According to plan, I am organizing source materials for a proposed book on the reform of Catholic Schooling in America.
This is depressing.
The earliest scholarly book on the history of Catholic education in America that I’ve some across so far is by a James A. Burns, C.S.C. The Catholic School System in the United States, a two-volume set published in 1908. Reading it now.
Burns was a long-time president and fund raiser for the University of Notre Dame. What’s depressing about this is that Burns got his PhD at the Catholic University of America around 1906, and his thesis consisted of the introduction and first 5 chapters of this book. The Catholic University of America was home at that time to two great leaders in the movement to professionalize parochial schools, two priests I’ve run across before in my readings – E. A. Pace and Thomas E. Shields. So far, I have not run across a true critic of either of these men, rather, they are generally admired by everybody who writes of them, Burns being no exception, as he singles them out for thanks in the preface.

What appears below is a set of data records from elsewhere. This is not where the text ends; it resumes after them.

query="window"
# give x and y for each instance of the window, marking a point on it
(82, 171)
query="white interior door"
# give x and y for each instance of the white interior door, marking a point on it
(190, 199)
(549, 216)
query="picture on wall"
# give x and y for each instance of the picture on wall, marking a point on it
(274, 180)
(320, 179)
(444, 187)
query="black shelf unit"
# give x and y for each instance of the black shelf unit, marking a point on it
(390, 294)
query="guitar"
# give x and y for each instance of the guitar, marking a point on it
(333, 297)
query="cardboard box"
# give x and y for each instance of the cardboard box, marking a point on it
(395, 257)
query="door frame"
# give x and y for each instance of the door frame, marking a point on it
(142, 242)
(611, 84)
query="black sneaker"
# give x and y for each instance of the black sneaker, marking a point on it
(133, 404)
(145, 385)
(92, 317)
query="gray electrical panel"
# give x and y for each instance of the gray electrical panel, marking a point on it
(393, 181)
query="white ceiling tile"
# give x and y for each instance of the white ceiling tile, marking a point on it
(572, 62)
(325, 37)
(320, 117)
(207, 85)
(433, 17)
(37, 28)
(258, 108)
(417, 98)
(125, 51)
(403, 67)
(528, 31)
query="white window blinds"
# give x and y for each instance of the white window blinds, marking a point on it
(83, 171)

I may become that critic. Pace was devoted to scientific psychology, which, in last decades of the 19th and into the 20th centuries, was both all the rage in certain circles and about as scientific as phrenology. There’s no evidence it has gotten any better over the century since, as, last I checked, there were *16* recognized schools of psychology, from Freudian to Skinnerian to Cognitive Therapy. Contrast with any real science, where, while there might sometimes be multiple competing schools, scientists work to resolve them down to one school after a brief period of turmoil. Differences persist, even fundamentally competing theories, but arguments take place within an overall scientific context that all agree on.
These psychological schools, on the other hand, differ fundamentally in both their assumptions and what they are willing to consider evidence. It’s not like psychologists are concocting experiments to settle once and for all whether consciousness is an illusion or is a complex result of an Id/Ego/Superego structure or something else entirely. Nope, school A over here has its assumptions and processes, school B over there has theirs, and there’s not much to talk about. Skinner and Freud, for example, are not operating in the same intellectual universe, and neither is operating under the rules of science.
In short, Pace was a quack, and one in a long line of childless males willing to pronounce dogmatically on how children should be educated. It is truly remarkable how few (if any! I may be the first!) happily married fathers write about education. Nope, it seems men without children of their own – e.g., Locke, Rousseau (who indeed fathered children, just never raised any!), Pace, Shields – are the ones whose views have been overwhelmingly influential in modern schooling. Go figure.
Shields I’ve written of before. He is known as a Progressive Catholic educator by his admirers. How one can be a Progressive and yet not a Modernist as condemned by a couple popes around that time requires some heavily nuanced mental gymnastics. Progress, after all, is a jealous god. He ran a publishing house, and became the chief supplier of textbooks for Catholic schools in America. Reading some of these textbooks is on my to-do list, but even aside from that, I’ve long contended that textbooks are almost always bad in concept – they are key tools used to grade and manage children into a conformity pleasing to their betters.
Just found this, by a fan of his (presented as found):
Steeped in the knowledge of biology and psychology Shields developed an approach to Catholic education that was educationally progressive educationally, yet theologically orthodox. Though little known today, his scholarly and administrative achievements were considerable. In his time he was the Catholic educator closest in spirit to John Dewey.
Orthodox, yet close to – Dewey? Yikes.
So now I’m reading a couple of books where the treatment of these two is bound to be hagiographic. Wish me luck!